I add conditioning days to the lighter or more moderate days, mostly from a length-of-time standpoint, both in the gym and in the time it takes to recover. Conditioning workouts, if done with high intensity, are super tough! Overloading my system on heavy days + conditioning is too much; I’d never recover properly to produce enough force for my lifts (with sound movement patterns, anyway) the next day, plus I’d just feel terrible, which is rarely (heh.) the goal.
Placing the conditioning workouts where we will be able to both drive the intensity highest (lighter lift days or days where the posterior chain is activated and primed for movement) and recover in time for heavy lifts is vital to being able to achieve both strength + body change goals. I find many programs run into trouble by trying to do too much all at once, leaving you exhausted after a week or two, and giving up after three, leaving you pretty much right back where you started (we’ve all been there, myself included.).
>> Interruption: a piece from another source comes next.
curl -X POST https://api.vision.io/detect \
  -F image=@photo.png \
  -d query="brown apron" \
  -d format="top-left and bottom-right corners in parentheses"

Finding a balance is huge. This is what works for me and many clients, but all programs are adaptable to your individual needs. Working in the realm of high intensity + building strength is where the magic happens. Figuring out strategies to do both in the context of real life was the game changer for my consistency in workouts, because I was actually having fun AND seeing results. Hopefully our discussions the last three weeks have helped spur you to examine what you’re doing, why it is or isn’t working, and what you love about exercise in the first place, so that we can level up and get you to where you want to be in a shorter amount of time.